Behind these hazel eyes

Seems like just yesterday
You were a part of me
I used to stand so tall
I used to be so strong
Your arms around me tight
Everything, it felt so right
Unbreakable, like nothin' could go wrong
Now I can't breathe
No, I can't sleep
I'm barely hanging on

Buffy slammed the door shut behind her, hoping the violence against the innocent piece of wood would make her feel better. It didn't. She slumped down on the bed, the feelings and confusion of the situation overwhelming her.

Here I am, once again
I'm torn into pieces
Can't deny it, can't pretend
Just thought you were the one
Broken up, deep inside
But you won't get to see the tears I cry
Behind these hazel eyes

How could he? How dared he, no, make that both of them, keep it from her? She knew Angel thought he had the right to make life changing decisions for her, but Spike? She had thought that he knew better.

I told you everything
Opened up and let you in
You made me feel alright
For once in my life
Now all that's left of me
Is what I pretend to be
So together, but so broken up inside
'Cause I can't breathe
No, I can't sleep
I'm barely hangin' on

He wasn't supposed to leave, he was supposed to be the one that stuck around, not like her dad, or Angel or Riley. Granted, at the time he didn't exactly have a choice, with the being burnt to ashes and all. But now, he had been back for a while and no-one had bothered to tell her. Andrew had even said that Spike had been very clear about him not telling her that he was back. Had Angel's sick idea of how she should live her life rubbed off on Spike as well?

Here I am, once again
I'm torn into pieces
Can't deny it, can't pretend
Just thought you were the one
Broken up, deep inside
But you won't get to see the tears I cry
Behind these hazel eyes

But what if that wasn't what this was all about? What if he hadn't called her or come to see her simply because he didn't want to have anything to do with her? Buffy felt tears form in her eyes at the thought. Was that it? Did he just not love her anymore? Buffy shook her head at the idea. No. Not Spike. Not him, never him. He would always love her, no matter what. He had promised. Yes, at the time it had been more of a threat, but still.

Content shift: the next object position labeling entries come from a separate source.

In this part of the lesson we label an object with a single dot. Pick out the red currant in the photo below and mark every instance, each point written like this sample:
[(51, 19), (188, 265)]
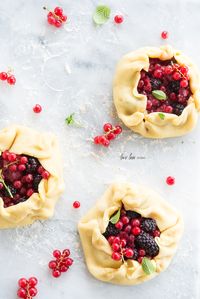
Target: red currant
[(107, 127), (58, 23), (11, 80), (45, 174), (37, 108), (69, 262), (115, 247), (119, 225), (66, 252), (21, 293), (58, 11), (117, 130), (128, 252), (156, 233), (22, 282), (136, 230), (118, 19), (141, 252), (170, 180), (164, 34), (52, 265), (76, 204), (116, 256), (32, 281), (33, 292), (3, 76), (57, 253), (56, 273), (184, 83)]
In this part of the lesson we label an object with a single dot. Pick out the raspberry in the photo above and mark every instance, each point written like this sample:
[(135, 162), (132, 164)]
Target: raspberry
[(147, 242), (148, 225)]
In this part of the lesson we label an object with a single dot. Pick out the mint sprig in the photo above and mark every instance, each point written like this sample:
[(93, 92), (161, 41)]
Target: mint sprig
[(115, 218), (159, 95), (101, 14), (147, 266)]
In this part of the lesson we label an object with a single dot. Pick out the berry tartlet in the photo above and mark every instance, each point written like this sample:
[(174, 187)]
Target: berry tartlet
[(31, 178), (130, 235), (157, 92)]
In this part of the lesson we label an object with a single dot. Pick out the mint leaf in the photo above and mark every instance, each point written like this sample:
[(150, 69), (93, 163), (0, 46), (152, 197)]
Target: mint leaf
[(159, 95), (161, 115), (114, 219), (147, 266), (101, 14), (70, 119)]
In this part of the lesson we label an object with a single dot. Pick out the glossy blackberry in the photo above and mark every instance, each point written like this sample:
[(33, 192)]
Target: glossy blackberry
[(132, 214), (36, 182), (12, 190), (111, 230), (174, 86), (155, 83), (178, 109), (147, 242), (148, 225), (32, 165)]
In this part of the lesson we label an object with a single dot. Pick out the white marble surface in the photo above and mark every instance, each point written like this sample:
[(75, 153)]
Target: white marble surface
[(70, 70)]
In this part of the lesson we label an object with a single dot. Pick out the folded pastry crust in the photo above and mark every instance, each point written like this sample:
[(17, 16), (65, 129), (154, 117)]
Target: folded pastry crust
[(97, 249), (131, 106), (43, 146)]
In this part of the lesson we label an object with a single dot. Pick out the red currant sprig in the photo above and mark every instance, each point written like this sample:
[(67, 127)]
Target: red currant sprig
[(61, 263), (27, 288), (8, 77), (56, 17), (110, 133)]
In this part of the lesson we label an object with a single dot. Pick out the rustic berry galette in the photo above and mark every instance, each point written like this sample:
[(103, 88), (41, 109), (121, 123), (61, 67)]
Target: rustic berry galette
[(130, 235), (157, 92), (30, 176)]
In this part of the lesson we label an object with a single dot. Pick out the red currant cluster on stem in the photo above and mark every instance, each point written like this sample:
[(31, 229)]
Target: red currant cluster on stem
[(27, 288), (110, 133), (8, 77), (56, 17), (61, 263)]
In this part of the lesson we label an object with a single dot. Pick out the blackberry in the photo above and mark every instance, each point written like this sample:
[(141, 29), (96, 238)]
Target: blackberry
[(178, 109), (12, 190), (174, 86), (32, 165), (132, 214), (111, 230), (36, 181), (147, 242), (155, 83), (148, 225)]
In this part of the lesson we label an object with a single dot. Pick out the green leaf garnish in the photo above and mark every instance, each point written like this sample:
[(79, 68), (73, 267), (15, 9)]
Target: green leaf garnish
[(115, 218), (161, 115), (147, 266), (159, 95), (101, 14)]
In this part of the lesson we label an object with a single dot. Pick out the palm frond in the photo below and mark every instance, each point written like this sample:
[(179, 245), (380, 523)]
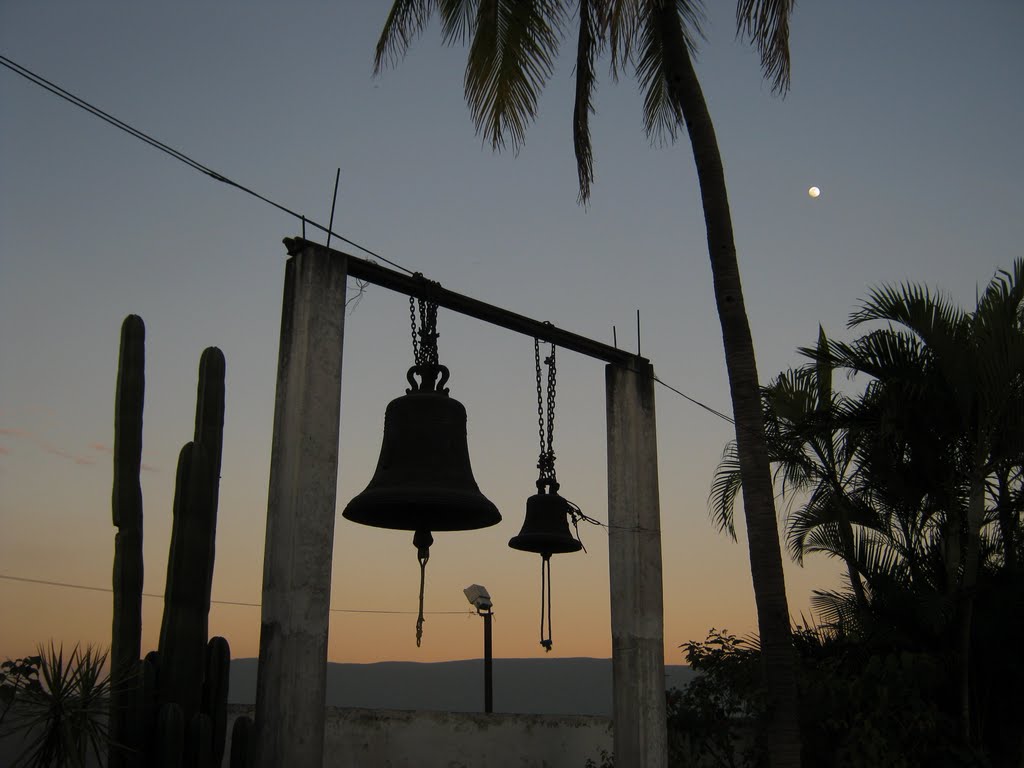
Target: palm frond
[(766, 24), (511, 56), (914, 306), (666, 30), (620, 23), (587, 47), (724, 489), (406, 22), (457, 19)]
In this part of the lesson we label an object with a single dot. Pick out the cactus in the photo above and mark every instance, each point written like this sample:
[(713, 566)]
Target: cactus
[(126, 505), (189, 567), (169, 710), (218, 662)]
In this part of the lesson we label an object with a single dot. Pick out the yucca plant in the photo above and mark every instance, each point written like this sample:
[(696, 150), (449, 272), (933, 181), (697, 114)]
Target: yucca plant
[(64, 718)]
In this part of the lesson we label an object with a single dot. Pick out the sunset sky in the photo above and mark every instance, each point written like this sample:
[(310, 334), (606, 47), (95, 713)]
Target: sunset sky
[(908, 117)]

Swallow me then spit me out
For hating you, I blame myself
Seeing you it kills me now
No, I don't cry on the outside
Anymore...

She hadn't exactly given him a reason to love her. Not until it was too late, and then he hadn't even believed her. What if it had been too little, too late? What if he had moved on with his life, well, unlife. He could be involved with someone else for all that she knew. Buffy shivered at the thought of Spike with someone that wasn't her. No, that wasn't supposed to happen. She was supposed to be the only one he wanted to be with, but what if that wasn't true anymore?

Here I am, once again
I'm torn into pieces
Can't deny it, can't pretend
Just thought you were the one
Broken up, deep inside
But you won't get to see the tears I cry
Behind these hazel eyes

Buffy got up off the bed and walked to the window, sitting in the large window sill. She pulled up her legs to her chest and rested her cheek on her knees, staring out over the quickly darkening streets of Rome, coming to a conclusion. If he didn't want to be in her life anymore, then she had to get over him. Really get over him. The only question was; could she?

Here I am, once again
I'm torn into pieces
Can't deny it, can't pretend
Just thought you were the one
Broken up, deep inside
But you won't get to see the tears I cry
Behind these hazel eyes

Buffy let the tears flow freely now. She already knew the answer to that question.